To satisfy the first requirement, it is sufficient to provide definitions for the __hash__ and __eq__ methods. The Python interpreter will invoke these methods when building a hash table (e.g., for a set or dict instance) as well as when retrieving a value. The __eq__ method is required in addition to the __hash__ method because hashes are not guaranteed to be unique and the interpreter needs to be able to disambiguate between objects of your class in such scenarios. Note that the Python interpreter expects that two values that are equal according to __eq__ must have the same hash values according to __hash__.

In [14]:
class route():
    def __init__(self, edges):
        self.es = edges

    def __hash__(self):
        es = sorted(list(set(self.es)))
        import hashlib
        return int(hashlib.sha256(str(es).encode()).hexdigest(), 16)

    def __eq__(self, other):
        return set(self.es) == set(other.es)

    def distance(self):
        return sum([1 for e in self.es if e[0] != e[1]])

It is now possible to use instances of route as elements of set instances and as keys for dict instances.

In [15]:
route_one = route([(0,0), (0,1), (1,1)])
route_two = route([(0,1), (1,2), (2,3)])
route_three = route([(0,1), (1,2), (2,3)])
distances = {route_one: 3}
len({route_one, route_two, route_three})
Out[15]:
2

Note that in the definition of the __hash__ method, a cryptographic hash function sha256 from the built-in hashlib library is applied to a string version of a normalized representation (i.e., sorted and deduplicated) of a route. Normalization ensures that the order and multiplicity of edges does not change the hash of a route. Use of sha256 ensures that the hash of any instance of the same string will always be the same in any environment and under any version of Python. This is not guaranteed by the built-in hash function, which may return different results across different Python sessions (even in the same environment). Such an inconsistency could be an issue if, for example, users of your data structure store instances of it on disk and load them again at a later time.

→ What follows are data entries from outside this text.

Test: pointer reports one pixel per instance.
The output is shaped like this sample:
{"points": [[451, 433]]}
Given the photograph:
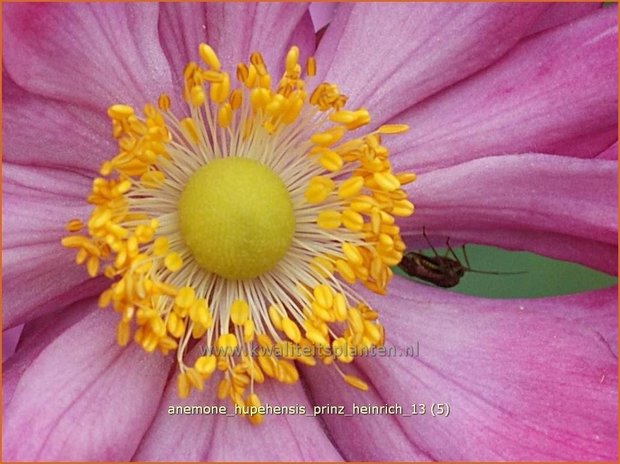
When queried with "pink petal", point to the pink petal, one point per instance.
{"points": [[554, 87], [387, 58], [39, 274], [562, 13], [10, 338], [235, 30], [205, 437], [36, 336], [46, 132], [322, 14], [182, 27], [84, 397], [524, 379], [561, 207], [91, 54], [610, 153]]}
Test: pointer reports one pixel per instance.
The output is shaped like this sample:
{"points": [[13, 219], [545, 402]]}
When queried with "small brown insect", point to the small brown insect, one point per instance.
{"points": [[443, 271]]}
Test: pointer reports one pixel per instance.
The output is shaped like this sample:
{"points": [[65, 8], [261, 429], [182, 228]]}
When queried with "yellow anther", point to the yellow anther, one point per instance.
{"points": [[163, 102], [175, 325], [342, 350], [329, 219], [74, 225], [311, 67], [275, 316], [254, 402], [340, 307], [259, 98], [227, 343], [189, 129], [406, 177], [291, 330], [352, 253], [292, 57], [194, 378], [345, 271], [224, 115], [197, 95], [350, 187], [356, 322], [120, 111], [342, 116], [372, 331], [212, 76], [223, 388], [160, 246], [323, 295], [318, 189], [386, 181], [322, 266], [183, 385], [316, 337], [199, 313], [205, 365], [402, 208], [152, 179], [248, 331], [329, 137], [219, 90], [122, 333], [92, 266], [239, 312], [393, 129], [352, 220], [355, 382], [235, 99], [331, 160], [185, 297], [207, 54]]}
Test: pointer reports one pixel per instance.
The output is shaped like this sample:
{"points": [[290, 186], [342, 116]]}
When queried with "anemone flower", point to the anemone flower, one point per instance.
{"points": [[512, 117]]}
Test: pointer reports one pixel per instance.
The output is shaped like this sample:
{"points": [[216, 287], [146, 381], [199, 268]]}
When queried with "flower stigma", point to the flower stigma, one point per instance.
{"points": [[235, 234], [236, 217]]}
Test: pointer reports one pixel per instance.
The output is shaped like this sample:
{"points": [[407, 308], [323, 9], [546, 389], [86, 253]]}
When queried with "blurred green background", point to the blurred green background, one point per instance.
{"points": [[543, 277]]}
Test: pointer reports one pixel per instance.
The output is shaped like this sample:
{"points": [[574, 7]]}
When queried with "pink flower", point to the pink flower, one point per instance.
{"points": [[512, 109]]}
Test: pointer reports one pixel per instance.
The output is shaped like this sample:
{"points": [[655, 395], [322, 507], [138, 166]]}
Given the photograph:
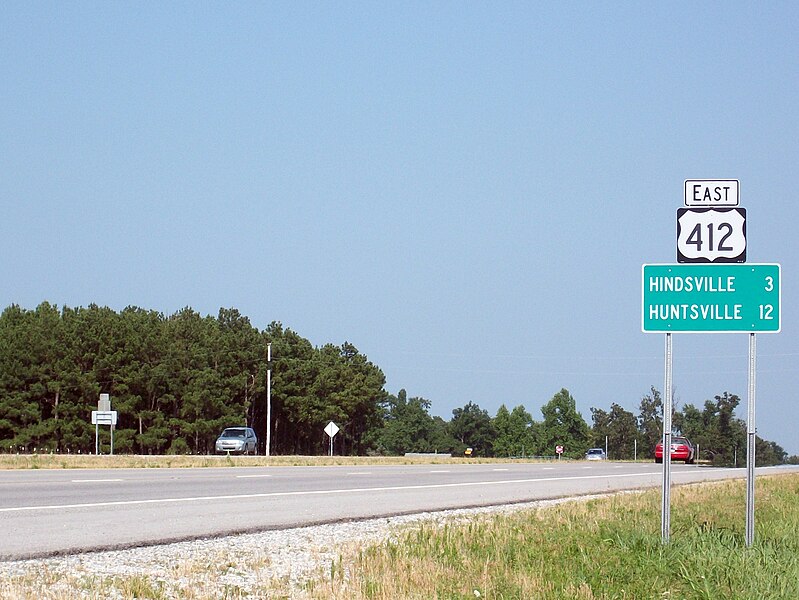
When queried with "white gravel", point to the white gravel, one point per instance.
{"points": [[238, 563]]}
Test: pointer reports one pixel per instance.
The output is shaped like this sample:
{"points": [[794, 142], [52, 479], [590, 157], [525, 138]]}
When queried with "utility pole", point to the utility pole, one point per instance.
{"points": [[268, 397]]}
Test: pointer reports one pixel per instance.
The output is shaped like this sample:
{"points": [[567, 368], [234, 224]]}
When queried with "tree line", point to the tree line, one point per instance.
{"points": [[176, 381]]}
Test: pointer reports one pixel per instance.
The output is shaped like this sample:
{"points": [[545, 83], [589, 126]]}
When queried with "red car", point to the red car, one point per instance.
{"points": [[681, 449]]}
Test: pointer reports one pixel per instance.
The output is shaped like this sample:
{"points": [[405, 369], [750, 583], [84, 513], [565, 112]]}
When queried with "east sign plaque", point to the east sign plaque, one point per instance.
{"points": [[711, 298]]}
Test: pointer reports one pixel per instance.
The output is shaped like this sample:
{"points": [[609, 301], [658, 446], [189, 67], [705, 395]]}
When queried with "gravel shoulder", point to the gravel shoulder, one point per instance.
{"points": [[236, 566]]}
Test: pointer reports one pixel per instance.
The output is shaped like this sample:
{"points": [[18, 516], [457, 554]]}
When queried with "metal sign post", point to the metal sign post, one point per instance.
{"points": [[716, 292], [268, 399], [750, 446], [331, 429], [665, 512]]}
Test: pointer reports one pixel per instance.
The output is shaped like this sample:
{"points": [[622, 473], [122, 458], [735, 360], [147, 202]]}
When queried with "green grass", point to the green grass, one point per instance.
{"points": [[609, 548]]}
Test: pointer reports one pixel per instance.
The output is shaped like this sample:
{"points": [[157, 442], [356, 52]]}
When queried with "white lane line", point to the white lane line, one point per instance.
{"points": [[95, 480], [333, 492]]}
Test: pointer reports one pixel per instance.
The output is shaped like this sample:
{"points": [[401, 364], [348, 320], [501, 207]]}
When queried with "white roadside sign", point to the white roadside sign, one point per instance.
{"points": [[331, 429], [712, 192], [711, 235]]}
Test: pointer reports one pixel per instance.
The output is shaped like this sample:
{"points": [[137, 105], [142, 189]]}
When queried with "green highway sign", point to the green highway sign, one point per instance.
{"points": [[711, 298]]}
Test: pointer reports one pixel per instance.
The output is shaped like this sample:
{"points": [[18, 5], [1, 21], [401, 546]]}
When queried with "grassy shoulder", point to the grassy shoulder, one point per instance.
{"points": [[608, 548], [129, 461]]}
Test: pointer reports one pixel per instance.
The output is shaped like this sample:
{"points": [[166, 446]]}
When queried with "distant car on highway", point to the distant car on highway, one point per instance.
{"points": [[681, 449], [239, 440], [595, 454]]}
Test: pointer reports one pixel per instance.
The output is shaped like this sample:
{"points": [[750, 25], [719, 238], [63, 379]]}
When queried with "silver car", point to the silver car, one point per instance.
{"points": [[595, 454], [239, 440]]}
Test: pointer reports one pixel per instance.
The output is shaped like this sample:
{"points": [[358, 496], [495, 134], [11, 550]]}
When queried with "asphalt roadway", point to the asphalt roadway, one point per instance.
{"points": [[54, 512]]}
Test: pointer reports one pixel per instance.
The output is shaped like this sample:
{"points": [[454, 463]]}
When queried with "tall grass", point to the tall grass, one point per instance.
{"points": [[608, 548]]}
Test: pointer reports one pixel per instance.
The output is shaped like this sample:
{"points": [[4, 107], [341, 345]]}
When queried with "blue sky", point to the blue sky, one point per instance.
{"points": [[464, 191]]}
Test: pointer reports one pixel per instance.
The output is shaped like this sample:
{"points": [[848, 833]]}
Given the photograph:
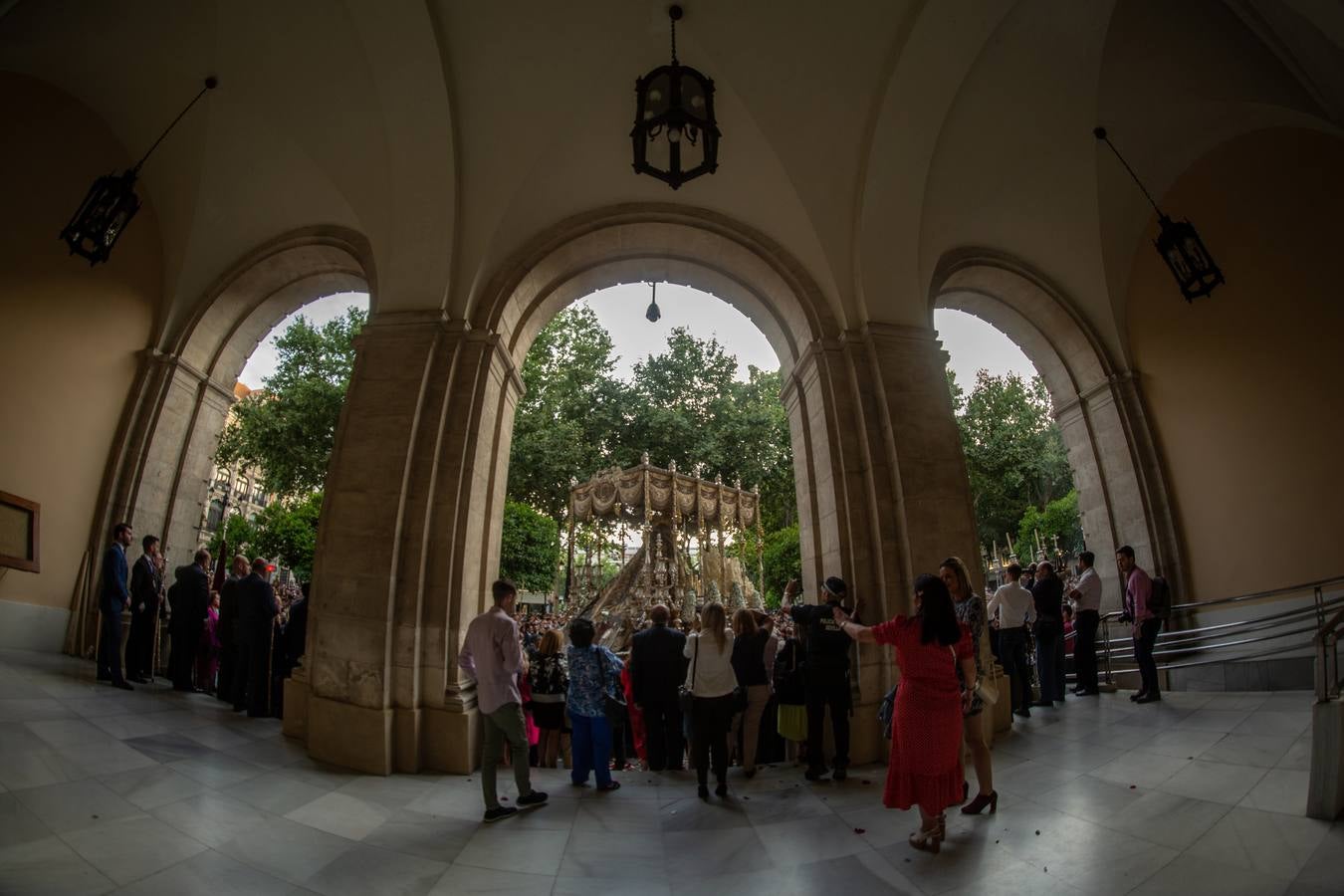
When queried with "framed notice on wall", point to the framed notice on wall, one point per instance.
{"points": [[19, 530]]}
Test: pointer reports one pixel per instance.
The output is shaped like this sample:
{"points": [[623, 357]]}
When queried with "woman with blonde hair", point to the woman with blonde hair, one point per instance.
{"points": [[971, 612], [711, 680], [549, 679], [753, 658]]}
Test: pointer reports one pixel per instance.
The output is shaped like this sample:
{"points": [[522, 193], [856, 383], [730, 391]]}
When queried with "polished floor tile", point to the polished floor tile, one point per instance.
{"points": [[156, 791]]}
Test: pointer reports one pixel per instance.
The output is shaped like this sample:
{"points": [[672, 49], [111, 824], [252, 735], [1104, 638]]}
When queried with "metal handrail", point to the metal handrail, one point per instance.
{"points": [[1182, 635], [1194, 641], [1328, 658]]}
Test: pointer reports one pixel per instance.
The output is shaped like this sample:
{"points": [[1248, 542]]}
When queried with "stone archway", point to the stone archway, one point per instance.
{"points": [[184, 385], [414, 501], [1121, 492]]}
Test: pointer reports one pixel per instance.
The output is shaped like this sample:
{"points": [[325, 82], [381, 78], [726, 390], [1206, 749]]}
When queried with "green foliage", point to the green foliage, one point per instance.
{"points": [[288, 533], [241, 537], [1014, 454], [288, 429], [1058, 519], [530, 549], [570, 414], [783, 561], [684, 404]]}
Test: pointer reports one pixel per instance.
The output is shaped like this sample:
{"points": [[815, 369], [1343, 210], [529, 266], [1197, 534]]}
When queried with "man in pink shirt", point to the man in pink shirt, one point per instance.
{"points": [[494, 657], [1139, 588]]}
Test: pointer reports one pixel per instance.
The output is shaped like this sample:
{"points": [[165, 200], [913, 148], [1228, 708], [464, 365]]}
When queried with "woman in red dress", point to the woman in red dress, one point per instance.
{"points": [[925, 768]]}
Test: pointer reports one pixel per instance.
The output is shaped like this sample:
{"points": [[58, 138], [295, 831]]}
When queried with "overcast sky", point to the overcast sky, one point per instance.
{"points": [[971, 342]]}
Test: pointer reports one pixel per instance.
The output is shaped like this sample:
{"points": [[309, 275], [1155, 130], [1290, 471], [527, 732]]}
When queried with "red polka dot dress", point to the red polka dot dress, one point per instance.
{"points": [[926, 724]]}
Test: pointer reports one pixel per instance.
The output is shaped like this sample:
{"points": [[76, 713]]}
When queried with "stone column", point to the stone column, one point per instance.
{"points": [[355, 637]]}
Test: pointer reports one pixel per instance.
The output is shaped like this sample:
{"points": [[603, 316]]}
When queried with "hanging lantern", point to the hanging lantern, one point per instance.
{"points": [[112, 202], [675, 134], [653, 314], [1178, 243]]}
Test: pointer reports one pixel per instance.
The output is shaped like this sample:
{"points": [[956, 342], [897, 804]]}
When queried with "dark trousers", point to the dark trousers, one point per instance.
{"points": [[250, 679], [710, 722], [227, 669], [590, 745], [110, 646], [1085, 648], [1012, 649], [181, 661], [821, 691], [140, 644], [1144, 644], [1050, 658], [663, 734]]}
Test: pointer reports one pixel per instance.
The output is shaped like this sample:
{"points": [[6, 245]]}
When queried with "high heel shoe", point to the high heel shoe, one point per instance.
{"points": [[979, 803], [929, 838]]}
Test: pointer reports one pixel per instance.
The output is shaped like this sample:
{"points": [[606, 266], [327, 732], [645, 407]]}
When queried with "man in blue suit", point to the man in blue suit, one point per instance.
{"points": [[112, 599]]}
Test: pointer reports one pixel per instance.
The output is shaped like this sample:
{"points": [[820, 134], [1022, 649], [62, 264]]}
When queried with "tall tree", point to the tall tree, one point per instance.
{"points": [[289, 426], [571, 414], [1014, 453]]}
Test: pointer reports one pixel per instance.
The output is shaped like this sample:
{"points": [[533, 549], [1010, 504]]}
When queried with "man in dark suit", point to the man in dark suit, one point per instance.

One way to satisfy the requirement that users cannot modify or extend instances of your data structure is to explicitly set the __slots__ attribute to a tuple containing only those attributes that you require for your implementation.

In [16]:
class route():
    __slots__ = ("es")
    
    def __init__(self, edges):
        self.es = edges

It is now not possible to create new attributes for any route instance.

In [17]:
try:
    route_example = route([(0,1), (1,2)])
    route_example.duration = 123
except Exception as e:
    print(e)
'route' object has no attribute 'duration'

Another option is to provide a definition for __setattr__ that raises an exception, ensuring that it is not possible to add new attributes or to assign new values to an existing attribute.

Further Reading

This article provides an overview of the distinction between mutable and immutable data structures in Python, why the distinction exists, and guidance on what options are available to a programmer when they are implementing an application-specific immutable data structure. The information about the namedtuple factory function in the built-in collections library may be relevant to some scenarios. The third-party attrs library can help reduce the amount of boilerplate required to define new classes (even if you are not relying on inheritance) and has features that help introduce immutability. To learn more about the nuances of object and memory management within the Python interpreter, you can read about interning. Those more familiar with C may find it useful to explore the Memory Management documentation (targeting primarily at readers who are interested in implementing their own extensions to the Python interpreter).